More than 50 years ago, a student-led initiative at the University of Toronto Faculty of Law, then known as U of T’s Students’ Legal Aid Society (SLAS), received funding for a summer project that became the foundation for a community legal clinic in Toronto.
Today, U of T’s Downtown Legal Services (DLS), located in the Fasken Building at 655 Spadina Avenue, serves as a community legal clinic and clinical legal education program, offering free legal assistance to U of T students and low-income individuals in areas including housing law, refugee and immigration law, criminal law (summary offences), employment law, family law, and income security.
Each year, 65 U of T Law students enrol in the for-credit clinical course during the academic year.

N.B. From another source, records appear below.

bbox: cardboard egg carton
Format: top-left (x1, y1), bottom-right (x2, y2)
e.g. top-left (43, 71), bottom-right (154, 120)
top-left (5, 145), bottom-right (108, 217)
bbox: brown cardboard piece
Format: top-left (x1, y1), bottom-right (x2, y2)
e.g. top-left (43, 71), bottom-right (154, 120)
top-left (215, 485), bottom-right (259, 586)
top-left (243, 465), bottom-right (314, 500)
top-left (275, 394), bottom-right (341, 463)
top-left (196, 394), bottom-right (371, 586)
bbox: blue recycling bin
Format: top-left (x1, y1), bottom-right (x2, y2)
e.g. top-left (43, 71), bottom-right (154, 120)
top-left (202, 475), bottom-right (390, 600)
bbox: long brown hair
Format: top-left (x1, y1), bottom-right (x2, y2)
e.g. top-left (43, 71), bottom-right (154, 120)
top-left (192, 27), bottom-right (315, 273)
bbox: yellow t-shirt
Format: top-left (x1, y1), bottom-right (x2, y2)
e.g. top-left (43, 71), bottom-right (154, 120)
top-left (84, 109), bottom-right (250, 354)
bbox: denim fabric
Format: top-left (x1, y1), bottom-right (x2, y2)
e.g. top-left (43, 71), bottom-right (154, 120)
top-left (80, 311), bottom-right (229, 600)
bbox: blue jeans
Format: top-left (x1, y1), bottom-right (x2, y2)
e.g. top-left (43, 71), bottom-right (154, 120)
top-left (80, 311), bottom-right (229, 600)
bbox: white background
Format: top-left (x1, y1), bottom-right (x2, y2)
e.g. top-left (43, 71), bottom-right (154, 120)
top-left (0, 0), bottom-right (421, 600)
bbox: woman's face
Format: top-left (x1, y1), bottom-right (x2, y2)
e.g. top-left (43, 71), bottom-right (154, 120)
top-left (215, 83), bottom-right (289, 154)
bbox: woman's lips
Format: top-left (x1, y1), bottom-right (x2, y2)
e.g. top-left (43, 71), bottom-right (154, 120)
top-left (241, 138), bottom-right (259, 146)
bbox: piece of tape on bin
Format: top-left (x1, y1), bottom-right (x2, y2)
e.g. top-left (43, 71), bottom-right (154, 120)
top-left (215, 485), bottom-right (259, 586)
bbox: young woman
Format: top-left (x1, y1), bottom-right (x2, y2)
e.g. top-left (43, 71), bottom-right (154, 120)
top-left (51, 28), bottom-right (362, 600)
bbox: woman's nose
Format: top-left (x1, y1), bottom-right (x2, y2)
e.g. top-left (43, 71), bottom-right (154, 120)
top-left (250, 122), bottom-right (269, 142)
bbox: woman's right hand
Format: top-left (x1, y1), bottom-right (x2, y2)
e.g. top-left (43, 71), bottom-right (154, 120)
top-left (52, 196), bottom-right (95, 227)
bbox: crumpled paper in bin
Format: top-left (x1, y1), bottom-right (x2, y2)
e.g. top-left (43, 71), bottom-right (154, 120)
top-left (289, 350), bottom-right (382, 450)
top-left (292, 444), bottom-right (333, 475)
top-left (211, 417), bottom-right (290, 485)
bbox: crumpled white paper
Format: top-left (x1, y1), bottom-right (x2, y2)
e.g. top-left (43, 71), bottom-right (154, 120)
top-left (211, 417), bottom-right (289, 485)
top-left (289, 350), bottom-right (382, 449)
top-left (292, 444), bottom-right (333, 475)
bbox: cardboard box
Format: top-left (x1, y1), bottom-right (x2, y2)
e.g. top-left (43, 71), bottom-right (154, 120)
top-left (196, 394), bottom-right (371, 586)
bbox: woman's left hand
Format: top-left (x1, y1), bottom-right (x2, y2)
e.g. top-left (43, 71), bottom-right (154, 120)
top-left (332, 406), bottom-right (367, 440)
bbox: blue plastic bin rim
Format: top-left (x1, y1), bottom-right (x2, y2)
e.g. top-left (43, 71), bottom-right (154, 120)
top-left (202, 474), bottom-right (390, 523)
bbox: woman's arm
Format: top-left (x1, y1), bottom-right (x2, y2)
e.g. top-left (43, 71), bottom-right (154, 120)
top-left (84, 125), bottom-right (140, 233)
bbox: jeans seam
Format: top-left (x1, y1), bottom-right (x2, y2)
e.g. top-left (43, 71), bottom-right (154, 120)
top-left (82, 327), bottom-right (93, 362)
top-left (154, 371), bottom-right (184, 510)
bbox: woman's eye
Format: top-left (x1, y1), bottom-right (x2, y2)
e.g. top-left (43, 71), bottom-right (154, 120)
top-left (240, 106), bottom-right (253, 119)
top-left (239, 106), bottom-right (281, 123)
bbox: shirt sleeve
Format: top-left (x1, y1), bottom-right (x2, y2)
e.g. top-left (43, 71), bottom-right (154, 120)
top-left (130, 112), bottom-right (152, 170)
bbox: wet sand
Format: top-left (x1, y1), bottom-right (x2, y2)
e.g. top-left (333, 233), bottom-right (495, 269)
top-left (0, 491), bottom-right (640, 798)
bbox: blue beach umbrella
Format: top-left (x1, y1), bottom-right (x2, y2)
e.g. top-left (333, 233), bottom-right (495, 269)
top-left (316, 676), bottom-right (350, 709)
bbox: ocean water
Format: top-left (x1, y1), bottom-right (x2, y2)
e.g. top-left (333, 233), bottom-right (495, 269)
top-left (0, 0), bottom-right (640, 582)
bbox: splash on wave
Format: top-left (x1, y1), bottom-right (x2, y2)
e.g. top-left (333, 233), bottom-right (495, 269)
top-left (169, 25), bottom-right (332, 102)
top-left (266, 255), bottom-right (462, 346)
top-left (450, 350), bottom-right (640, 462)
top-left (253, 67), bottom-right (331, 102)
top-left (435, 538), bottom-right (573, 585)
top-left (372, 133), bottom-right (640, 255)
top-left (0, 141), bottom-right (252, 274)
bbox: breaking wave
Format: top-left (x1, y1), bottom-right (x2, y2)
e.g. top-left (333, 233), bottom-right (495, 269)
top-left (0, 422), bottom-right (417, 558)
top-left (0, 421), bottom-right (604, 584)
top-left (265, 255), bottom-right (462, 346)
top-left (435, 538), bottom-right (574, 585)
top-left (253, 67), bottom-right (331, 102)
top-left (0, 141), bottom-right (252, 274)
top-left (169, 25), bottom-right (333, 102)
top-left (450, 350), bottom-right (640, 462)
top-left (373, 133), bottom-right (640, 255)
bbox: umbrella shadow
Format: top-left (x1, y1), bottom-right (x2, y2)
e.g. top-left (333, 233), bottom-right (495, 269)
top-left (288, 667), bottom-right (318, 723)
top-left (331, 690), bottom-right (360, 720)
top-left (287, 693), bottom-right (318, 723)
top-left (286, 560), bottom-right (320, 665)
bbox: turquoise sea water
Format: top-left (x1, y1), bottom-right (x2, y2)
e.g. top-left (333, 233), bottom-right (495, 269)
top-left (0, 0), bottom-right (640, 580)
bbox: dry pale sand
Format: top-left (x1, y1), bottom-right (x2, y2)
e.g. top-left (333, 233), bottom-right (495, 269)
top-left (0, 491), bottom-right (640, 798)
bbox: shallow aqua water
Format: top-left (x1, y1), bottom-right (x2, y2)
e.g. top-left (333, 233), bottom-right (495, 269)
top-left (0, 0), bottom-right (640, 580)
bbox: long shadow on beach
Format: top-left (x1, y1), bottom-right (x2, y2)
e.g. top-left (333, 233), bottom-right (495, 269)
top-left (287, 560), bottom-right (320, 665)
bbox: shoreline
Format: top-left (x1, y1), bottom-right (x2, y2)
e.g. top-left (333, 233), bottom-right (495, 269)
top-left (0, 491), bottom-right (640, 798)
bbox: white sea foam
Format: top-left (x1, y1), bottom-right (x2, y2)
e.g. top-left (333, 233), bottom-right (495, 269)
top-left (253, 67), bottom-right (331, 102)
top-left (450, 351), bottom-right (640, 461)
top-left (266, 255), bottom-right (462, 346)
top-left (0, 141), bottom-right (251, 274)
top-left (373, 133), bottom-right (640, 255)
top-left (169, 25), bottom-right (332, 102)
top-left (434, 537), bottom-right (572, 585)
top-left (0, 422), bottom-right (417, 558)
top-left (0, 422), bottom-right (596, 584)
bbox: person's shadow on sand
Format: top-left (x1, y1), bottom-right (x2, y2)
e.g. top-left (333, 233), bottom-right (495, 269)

In addition, the clinic hires 20 first- and second-year JD students to join the clinic as summer caseworkers.
Lawyer and clinic director, Prasanna Balasundaram (far left), with staff lawyers Asiya Hirji and Jennifer Fehr, alongside staff and summer caseworkers on the steps of the Fasken Building, home to U of T’s community legal clinic and clinical legal education program, Downtown Legal Services.
For Laxsega Sivaloganathan, who starts her second year of law school this fall, the summer experience has been eye-opening.
“We hear about the access to justice issue, but at DLS we see it in real-time — intersections of different systems of oppression — making the circumstances of our client’s lives very difficult,” she says.
As a first-generation law student whose parents immigrated to Canada from Sri Lanka, Sivaloganathan has seen first-hand in her personal life how the criminal justice system can impact families.